Anche il racconto della vicenda riguardante l’apostolo Tommaso penso si possa inquadrare in un’ulteriore manifestazione della Misericordia del Signore. Tommaso, forse, è rimasto talmente scandalizzato dalla passione, da non riuscire a credere nella resurrezione; d’altra parte si tratta di un evento così inedito che anche gli altri discepoli, come abbiamo ascoltato in questa settimana, fanno fatica a credere.  Gesù ha misericordia di Lui e di noi e gli concede la prova che aveva richiesto. 

«Mio Signore e mio Dio!» La tradizione e l’arte (penso per esempio al dipinto di Caravaggio “Incredulità di san Tommaso”) ci tramandano l’immagine di Tommaso che tocca le piaghe. Pur se non è escluso che sia avvenuto così, l’evangelista non lo specifica. Ci è lecito supporre, quindi, che a Tommaso sia bastato sperimentare la Pace donata da Gesù e ascoltare la Sua voce per riconoscere il Maestro ed esprimere, lui “l’incredulo”, la più completa professione di fede nella divinità di Gesù chiamandolo Signore e Dio.

Proprio grazie alla incredulità di Tommaso, inoltre, il Signore formula quella beatitudine che ci riguarda in prima persona: «Beati quelli che non hanno visto e hanno creduto!». Una beatitudine che raggiunge anche noi nella misura in cui abbiamo quella fede che vince il mondo (II lettura); quella fede che diventa fiducia, confidenza, e che, per questo, vince ogni paura e ci rende capaci di amare i fratelli.

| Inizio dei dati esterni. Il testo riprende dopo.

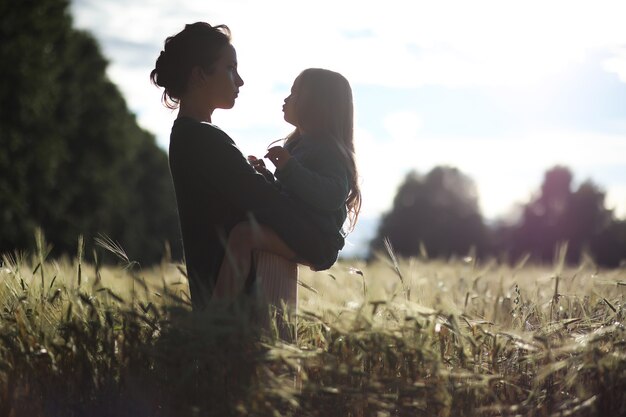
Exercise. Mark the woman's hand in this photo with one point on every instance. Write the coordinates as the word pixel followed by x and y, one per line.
pixel 259 166
pixel 278 155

Fidandoci di Lui, infatti, confidando nel Suo Amore Misericordioso e Provvidente, non avremo più paura della morte, non avremo più bisogno di difendere la nostra vita e di accaparrare cose come se da esse possa venirci la Vita: saremo capaci di usare misericordia verso i nostri fratelli e di condividere (I lettura). Raggiunti dalla Sua misericordia attraverso i Sacramenti e riconciliati con il Padre, inoltre, saremo ricolmi di una gioia tale da renderci capaci di affrontare qualsiasi prova nell’attesa dell’incontro finale con Lui. Auguri.